A simple change in a web address has significantly improved the online visibility of the Seventh-day Adventist Church’s Trans-European Division, the division said.
The Trans-European Division, whose 22-country territory includes Britain, Scandinavia, and Central and Eastern Europe, changed its website address to ted.adventist.org from the previous ted-adventist.org at the recommendation of Brent Hardinge, web manager for the Adventist world church, division communication director Victor Hulbert said.
As a result, the visibility of the website on online search engines has improved from a mere 28 percent to 69 percent this month, Hulbert said, citing data from the moz.com website.
“During a presentation to communication directors for all 13 divisions of the world church in March 2016, Hardinge emphasized that choosing your URL carefully, and in line with General Conference standards, can significantly enhance your site’s search engine optimization,” he said in a statement. “Since then the Trans-European Division has worked with Hardinge along with John Beckett, General Conference director of global software, to implement the upgrade both for the website and for the division’s e-mail addresses.”
The new e-mail addresses follow the same format: *@ted.adventist.org.
Hardinge, who oversees the Adventist Church’s main adventist.org website, said a key reason for the increased visibility of the Trans-European Division’s website is the fact that it has piggybacked on the established adventist.org domain rather than continuing to operate on the solitary ted-adventist.org domain.
“This comes back to the value of building of a domain name,” Hardinge said in an interview. “A website like adventist.org has been around for years. There are a lot of links to it, which is the basis of search-engine ranking.”
He said the church was eager to work with other world divisions as well as General Conference departments to create subdomains within adventist.org that would allow the entities to improve their online visibility. Other divisions that already work within adventist.org are the Inter-European Division (eud.adventist.org) and the South Pacific Division (spd.adventist.org).
Teaming up with adventist.org does not instantly move a website up a search engine’s rankings, but it is an easy change that increases the likelihood that the website will move up, Hardinge said. The website’s content is also important to its ranking, he said.
At the same time, the Adventist Church has to pay attention to entities that have a subdomain to make sure that they are updating their websites regularly and are free of spam and malware, Hardinge said. Otherwise, the ranking of adventist.org and the subdomains could suffer.
“We have to be careful in finding the right balance,” he said. “We cannot hand out subdomains willy-nilly because if they are not cared for, we will have to revoke them.”

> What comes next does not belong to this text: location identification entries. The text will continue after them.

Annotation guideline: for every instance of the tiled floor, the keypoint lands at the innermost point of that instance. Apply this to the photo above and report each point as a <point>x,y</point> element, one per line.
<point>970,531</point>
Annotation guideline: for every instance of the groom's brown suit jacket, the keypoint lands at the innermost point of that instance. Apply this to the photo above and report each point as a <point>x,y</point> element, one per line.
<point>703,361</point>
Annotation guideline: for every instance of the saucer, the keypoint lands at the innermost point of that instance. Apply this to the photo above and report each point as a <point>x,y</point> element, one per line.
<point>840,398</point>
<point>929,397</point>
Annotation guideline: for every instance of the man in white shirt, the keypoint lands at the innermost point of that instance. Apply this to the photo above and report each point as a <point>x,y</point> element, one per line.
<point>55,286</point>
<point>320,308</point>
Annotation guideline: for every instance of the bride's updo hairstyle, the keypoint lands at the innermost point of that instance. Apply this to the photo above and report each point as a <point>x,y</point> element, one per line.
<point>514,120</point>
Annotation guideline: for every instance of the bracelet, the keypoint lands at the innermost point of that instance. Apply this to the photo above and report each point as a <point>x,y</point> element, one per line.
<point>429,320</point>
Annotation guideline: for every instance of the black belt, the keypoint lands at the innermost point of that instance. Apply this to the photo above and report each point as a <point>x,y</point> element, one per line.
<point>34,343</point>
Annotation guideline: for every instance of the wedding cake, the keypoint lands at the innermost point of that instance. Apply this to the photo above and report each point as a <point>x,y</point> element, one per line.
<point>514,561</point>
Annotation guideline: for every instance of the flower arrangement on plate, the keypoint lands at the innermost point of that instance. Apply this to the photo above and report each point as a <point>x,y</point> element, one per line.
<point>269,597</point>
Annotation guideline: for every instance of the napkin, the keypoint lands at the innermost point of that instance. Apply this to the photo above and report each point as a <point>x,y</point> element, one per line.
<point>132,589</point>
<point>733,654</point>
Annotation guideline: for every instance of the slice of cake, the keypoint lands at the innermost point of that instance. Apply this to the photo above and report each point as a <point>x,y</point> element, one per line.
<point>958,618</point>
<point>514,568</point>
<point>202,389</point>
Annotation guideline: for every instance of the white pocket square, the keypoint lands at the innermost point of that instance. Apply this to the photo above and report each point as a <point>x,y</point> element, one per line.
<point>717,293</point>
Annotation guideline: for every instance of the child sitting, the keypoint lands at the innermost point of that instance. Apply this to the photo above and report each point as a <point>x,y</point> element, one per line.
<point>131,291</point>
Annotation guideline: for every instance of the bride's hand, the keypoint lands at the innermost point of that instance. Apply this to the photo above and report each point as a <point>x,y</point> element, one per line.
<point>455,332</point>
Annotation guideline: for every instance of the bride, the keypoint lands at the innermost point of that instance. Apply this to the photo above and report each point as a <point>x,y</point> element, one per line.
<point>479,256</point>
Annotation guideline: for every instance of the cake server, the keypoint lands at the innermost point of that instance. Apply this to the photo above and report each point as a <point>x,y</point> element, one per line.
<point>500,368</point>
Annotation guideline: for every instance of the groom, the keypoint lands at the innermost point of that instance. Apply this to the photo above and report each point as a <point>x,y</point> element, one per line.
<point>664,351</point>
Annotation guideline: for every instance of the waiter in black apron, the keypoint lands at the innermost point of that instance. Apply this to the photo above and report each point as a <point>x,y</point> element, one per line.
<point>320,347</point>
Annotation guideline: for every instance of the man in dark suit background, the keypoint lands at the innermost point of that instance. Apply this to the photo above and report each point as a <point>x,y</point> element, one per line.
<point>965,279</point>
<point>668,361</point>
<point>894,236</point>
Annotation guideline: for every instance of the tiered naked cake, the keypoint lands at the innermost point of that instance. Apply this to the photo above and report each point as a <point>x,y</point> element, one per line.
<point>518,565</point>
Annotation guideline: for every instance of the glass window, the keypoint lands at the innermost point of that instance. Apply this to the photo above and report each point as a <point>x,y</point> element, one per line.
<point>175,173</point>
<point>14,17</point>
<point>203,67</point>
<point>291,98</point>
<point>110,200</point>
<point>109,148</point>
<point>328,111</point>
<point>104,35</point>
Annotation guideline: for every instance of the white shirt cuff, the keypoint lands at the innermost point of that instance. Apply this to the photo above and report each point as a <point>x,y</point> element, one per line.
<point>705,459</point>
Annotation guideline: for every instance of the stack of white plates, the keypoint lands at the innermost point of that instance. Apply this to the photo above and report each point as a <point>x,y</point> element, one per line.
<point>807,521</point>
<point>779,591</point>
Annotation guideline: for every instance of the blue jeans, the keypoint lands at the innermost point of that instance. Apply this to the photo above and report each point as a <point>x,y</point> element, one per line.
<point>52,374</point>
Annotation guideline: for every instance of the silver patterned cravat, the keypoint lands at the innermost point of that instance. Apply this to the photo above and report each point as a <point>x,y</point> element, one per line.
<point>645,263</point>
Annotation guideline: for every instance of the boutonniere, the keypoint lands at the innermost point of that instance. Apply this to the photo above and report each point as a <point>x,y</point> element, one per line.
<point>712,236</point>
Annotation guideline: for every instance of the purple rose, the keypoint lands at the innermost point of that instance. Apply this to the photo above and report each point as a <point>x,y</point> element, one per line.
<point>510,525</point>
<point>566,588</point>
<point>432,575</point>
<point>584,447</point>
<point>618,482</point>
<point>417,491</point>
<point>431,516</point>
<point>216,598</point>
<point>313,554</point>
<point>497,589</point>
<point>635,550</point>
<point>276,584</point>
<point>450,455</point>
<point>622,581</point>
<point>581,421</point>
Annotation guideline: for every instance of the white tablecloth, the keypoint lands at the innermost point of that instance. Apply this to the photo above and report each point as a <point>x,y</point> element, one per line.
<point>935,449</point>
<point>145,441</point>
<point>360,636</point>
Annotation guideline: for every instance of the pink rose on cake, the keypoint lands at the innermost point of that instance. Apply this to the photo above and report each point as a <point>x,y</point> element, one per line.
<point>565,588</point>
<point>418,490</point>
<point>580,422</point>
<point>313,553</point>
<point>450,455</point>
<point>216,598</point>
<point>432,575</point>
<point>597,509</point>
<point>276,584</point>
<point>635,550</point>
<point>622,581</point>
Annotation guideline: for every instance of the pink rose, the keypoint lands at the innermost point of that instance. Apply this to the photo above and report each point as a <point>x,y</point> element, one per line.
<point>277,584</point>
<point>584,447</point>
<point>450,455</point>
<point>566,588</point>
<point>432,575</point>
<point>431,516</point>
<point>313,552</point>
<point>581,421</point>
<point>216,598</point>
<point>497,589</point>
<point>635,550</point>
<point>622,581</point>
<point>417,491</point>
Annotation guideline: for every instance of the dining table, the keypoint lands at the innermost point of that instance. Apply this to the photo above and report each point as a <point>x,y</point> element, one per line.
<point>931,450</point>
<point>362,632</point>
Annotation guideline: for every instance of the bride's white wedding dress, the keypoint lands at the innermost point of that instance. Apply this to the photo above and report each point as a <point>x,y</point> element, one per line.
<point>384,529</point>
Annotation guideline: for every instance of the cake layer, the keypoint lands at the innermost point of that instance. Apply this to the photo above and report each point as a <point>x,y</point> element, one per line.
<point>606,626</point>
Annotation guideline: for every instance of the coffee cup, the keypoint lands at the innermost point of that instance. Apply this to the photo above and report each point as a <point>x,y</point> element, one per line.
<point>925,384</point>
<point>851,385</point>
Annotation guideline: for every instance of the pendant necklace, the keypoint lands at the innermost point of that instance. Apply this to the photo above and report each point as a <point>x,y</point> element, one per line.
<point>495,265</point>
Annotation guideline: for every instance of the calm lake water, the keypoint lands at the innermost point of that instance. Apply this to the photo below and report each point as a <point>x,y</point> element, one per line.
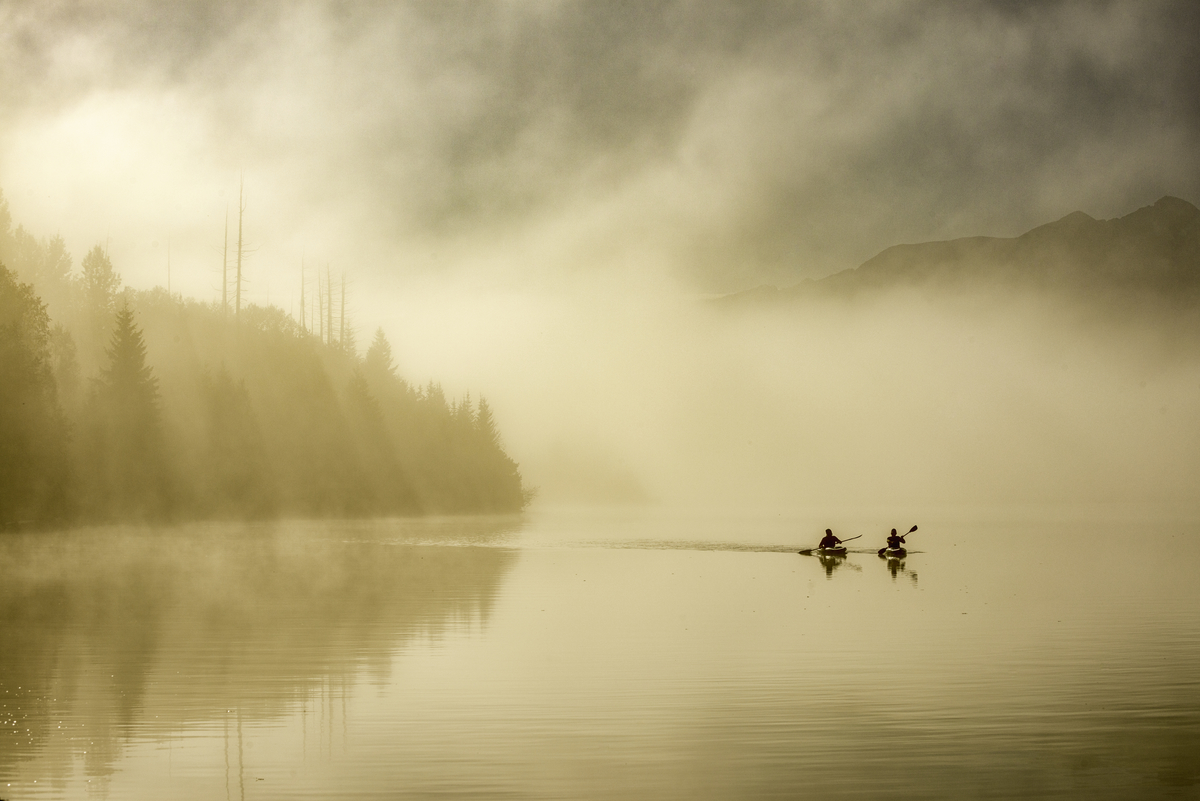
<point>603,655</point>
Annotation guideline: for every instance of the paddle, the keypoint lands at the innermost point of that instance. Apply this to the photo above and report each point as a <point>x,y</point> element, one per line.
<point>906,534</point>
<point>808,552</point>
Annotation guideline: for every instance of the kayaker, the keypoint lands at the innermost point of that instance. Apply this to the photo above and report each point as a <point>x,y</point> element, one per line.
<point>831,541</point>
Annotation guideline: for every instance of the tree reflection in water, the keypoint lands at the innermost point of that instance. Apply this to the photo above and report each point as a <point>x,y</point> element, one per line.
<point>114,630</point>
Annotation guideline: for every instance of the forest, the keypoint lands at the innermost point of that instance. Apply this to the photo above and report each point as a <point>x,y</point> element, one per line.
<point>139,405</point>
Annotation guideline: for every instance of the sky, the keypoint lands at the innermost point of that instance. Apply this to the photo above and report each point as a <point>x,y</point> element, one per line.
<point>478,168</point>
<point>721,144</point>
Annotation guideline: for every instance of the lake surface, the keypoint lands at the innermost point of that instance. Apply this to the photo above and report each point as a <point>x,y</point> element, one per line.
<point>603,655</point>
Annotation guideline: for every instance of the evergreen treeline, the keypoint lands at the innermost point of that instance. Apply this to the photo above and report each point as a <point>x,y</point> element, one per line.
<point>127,405</point>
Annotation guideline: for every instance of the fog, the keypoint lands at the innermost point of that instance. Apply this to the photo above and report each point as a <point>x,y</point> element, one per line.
<point>903,402</point>
<point>538,200</point>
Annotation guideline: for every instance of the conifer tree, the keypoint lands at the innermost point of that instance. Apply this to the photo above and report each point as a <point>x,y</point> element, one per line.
<point>127,456</point>
<point>33,431</point>
<point>485,426</point>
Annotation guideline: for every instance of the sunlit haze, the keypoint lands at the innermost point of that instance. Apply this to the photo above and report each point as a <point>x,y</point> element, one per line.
<point>538,202</point>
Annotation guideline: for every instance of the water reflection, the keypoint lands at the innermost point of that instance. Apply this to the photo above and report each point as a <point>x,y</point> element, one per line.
<point>897,565</point>
<point>111,631</point>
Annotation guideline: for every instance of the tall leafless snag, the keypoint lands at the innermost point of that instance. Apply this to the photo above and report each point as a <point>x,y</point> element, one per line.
<point>241,210</point>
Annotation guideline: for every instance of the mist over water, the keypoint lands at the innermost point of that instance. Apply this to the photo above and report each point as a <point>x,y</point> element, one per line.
<point>909,398</point>
<point>305,562</point>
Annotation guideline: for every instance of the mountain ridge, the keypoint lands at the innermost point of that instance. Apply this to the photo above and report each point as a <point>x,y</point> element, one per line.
<point>1153,250</point>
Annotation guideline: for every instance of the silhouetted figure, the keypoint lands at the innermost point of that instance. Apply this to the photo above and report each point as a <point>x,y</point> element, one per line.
<point>829,540</point>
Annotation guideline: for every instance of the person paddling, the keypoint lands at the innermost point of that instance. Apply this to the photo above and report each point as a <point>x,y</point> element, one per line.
<point>895,540</point>
<point>829,541</point>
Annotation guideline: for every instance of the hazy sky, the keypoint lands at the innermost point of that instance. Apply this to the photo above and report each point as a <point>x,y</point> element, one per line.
<point>529,196</point>
<point>724,143</point>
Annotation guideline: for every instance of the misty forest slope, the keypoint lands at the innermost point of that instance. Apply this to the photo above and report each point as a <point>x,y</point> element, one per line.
<point>136,405</point>
<point>1150,253</point>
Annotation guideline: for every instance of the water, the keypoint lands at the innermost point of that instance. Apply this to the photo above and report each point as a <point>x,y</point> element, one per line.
<point>601,655</point>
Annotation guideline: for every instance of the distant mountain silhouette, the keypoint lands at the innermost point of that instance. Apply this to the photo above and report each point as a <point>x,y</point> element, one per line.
<point>1155,251</point>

Adventist.org is currently not partnering with unions, conferences, and local churches. But Hardinge said local churches that wish to boost their online visibility should contact their conference, union, or even division to find out what options are available. He noted that the Euro-Asia Division, which covers most of the former Soviet Union, has a relatively high ranking on its adventist.ru website and does allow local churches to create subdomains there. Such an arrangement could also work in countries like Germany, where the church has the adventisten.de domain, and Moldova, with adventist.md, he said.
“This helps you connect to a geographical region,” he said. “By grouping together, you are taking the value as a whole.”
At the Trans-European Division, Hulbert said an additional benefit of making the switch is that it is easier to type the new address into a smart phone — a technology invented many years after the division’s original website was established.
“Meanwhile, work is under way to also enhance and upgrade the current website, making it more user friendly and focused on serving the needs of our members in the 22 countries that make up the division,” he said.